Subject: Re: Water Demand and Irrigation Posted: 4/11/2017 Viewed: 1219 times
Let me start out by explaining how the upper and lower thresholds work for determining irrigation in WEAP (the relationship between water demand and irrigation). Think of the upper threshold as your goal for soil moisture, but your system has ability to tolerate less soil moisture (but only until the lower threshold).
As your system dries, WEAP won't irrigate until your soil moisture reaches the lower threshold. Then WEAP will demand enough irrigation water to bring the system soil moisture back up to the upper threshold.
This is an imperfect calculation because there are other processes happening at the same time - for example, if there is precipitation in the same time step, the soil moisture in the next time step (after irrigation) will probably have overshot the upper threshold by at least little bit.
So many things matter here. You can imagine that if you have a large gap between the upper and lower thresholds, WEAP will irrigate only occasionally, but in very large amounts. Conversely, if you have a small gap between your upper and lower threshold, the system will frequently demand small amounts of irrigation. It also matters where the gap is: A gap between 10%-20% will demand less water than a gap between 80%-90%.
To answer to your question, you say you have calibrated your upper and lower thresholds. To me that means you already have data for irrigation, and your model matches that data. Is that right?
And you're saying that the map results shows double the amount of irrigation? Are you looking at the same months for your comparison? The map will default to showing you the first time step of your model. Are you looking at water demand results for both?
To answer the last question, if there is no constraint in water supply *for the time step in question* and no constraint on transmission link capacity, the flow should be the amount of water demand. Notice that the Supply Requirement (another result - the water that must be withdrawn from the source to supply demand) will be more to account for the losses in your system.
Subject: Re: Water Demand and Irrigation Posted: 4/13/2017 Viewed: 1212 times
Thank you very much for your answer and patience. I don't notice exactly about the issue. If the model is calibrated correctly for irrigation systems according to upper and lower thresholds and compare the results in the result map annually, should water demand is equal irrigation or not?
Water demand is usually equal to or smaller or larger irrigation?
Is the irrigation same water demand?
Subject: Re: Water Demand and Irrigation Posted: 4/13/2017 Viewed: 1208 times
So think about the structure of the catchment in WEAP. When you first build a catchment, the General Menu asks you "includes irrigated areas?" If you don't click that box, then the catchment has no demand priority, because it has no demand - it's an area modeling how rain turns into streamflow, and it's colored green, like the other supplies in WEAP.
However, as soon as you say that you'll model irrigation, the catchment also becomes a demand, because it has demand for irrigation water.

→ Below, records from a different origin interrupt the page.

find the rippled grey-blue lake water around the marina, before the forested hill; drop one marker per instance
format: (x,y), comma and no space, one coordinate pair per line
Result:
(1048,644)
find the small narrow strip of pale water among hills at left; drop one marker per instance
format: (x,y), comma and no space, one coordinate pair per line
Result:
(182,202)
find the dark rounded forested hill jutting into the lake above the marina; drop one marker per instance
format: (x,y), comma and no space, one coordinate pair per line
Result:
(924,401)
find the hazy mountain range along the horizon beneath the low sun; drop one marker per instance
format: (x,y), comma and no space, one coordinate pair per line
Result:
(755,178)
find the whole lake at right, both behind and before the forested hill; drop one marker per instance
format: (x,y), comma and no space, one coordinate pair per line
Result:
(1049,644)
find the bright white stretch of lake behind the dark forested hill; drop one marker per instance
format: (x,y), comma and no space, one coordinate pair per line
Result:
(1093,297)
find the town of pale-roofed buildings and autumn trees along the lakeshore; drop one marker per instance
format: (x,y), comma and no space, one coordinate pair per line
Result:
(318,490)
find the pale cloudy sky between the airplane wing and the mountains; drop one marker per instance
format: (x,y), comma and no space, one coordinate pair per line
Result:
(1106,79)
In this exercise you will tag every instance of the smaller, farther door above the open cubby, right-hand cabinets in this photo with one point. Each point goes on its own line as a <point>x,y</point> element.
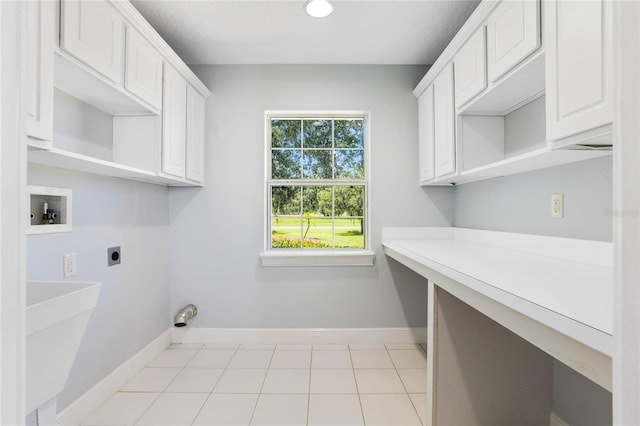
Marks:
<point>470,68</point>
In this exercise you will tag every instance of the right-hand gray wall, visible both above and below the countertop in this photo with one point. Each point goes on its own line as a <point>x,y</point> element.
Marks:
<point>522,203</point>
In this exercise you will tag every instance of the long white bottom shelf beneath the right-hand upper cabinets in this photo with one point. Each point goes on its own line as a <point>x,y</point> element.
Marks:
<point>535,160</point>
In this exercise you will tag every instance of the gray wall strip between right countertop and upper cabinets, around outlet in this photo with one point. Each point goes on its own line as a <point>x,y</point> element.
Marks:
<point>522,203</point>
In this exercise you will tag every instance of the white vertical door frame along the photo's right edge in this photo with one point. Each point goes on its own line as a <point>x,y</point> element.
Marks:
<point>626,204</point>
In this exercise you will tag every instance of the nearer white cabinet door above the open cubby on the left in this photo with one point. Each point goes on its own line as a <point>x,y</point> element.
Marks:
<point>93,32</point>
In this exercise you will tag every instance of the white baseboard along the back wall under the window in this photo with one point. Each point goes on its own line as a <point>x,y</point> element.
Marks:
<point>318,336</point>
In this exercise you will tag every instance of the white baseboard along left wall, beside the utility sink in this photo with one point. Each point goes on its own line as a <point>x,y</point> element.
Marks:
<point>88,402</point>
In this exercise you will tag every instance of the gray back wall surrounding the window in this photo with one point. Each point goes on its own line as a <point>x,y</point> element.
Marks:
<point>217,232</point>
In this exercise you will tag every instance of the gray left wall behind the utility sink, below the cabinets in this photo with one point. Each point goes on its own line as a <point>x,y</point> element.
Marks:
<point>133,306</point>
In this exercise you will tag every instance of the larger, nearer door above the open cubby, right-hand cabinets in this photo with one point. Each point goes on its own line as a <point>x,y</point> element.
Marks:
<point>513,33</point>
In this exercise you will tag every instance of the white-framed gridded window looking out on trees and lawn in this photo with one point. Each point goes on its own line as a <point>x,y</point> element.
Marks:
<point>316,182</point>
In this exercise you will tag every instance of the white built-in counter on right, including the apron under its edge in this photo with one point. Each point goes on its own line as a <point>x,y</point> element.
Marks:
<point>562,286</point>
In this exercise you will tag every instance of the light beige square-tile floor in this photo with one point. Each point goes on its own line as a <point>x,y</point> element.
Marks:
<point>228,385</point>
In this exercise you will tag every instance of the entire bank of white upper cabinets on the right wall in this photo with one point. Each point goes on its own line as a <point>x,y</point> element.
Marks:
<point>492,118</point>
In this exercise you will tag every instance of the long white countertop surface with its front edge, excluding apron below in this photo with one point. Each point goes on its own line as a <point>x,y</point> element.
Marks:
<point>566,284</point>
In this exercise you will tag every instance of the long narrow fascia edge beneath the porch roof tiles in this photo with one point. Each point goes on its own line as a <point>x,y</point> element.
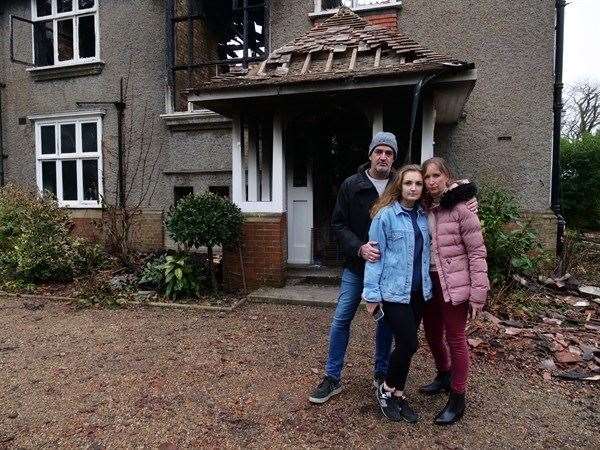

Therefore, in a *catchment*, the irrigation demand is the water demand for that node.
Catchment irrigation is just one type of demand in your WEAP system. You may have many others. So just remember that all catchment demand is irrigation, but there can be other types of demand elsewhere.
Subject: Re: Water Demand and Irrigation Posted: 4/13/2017 Viewed: 1201 times
Thank you very much for your comprehensive answers.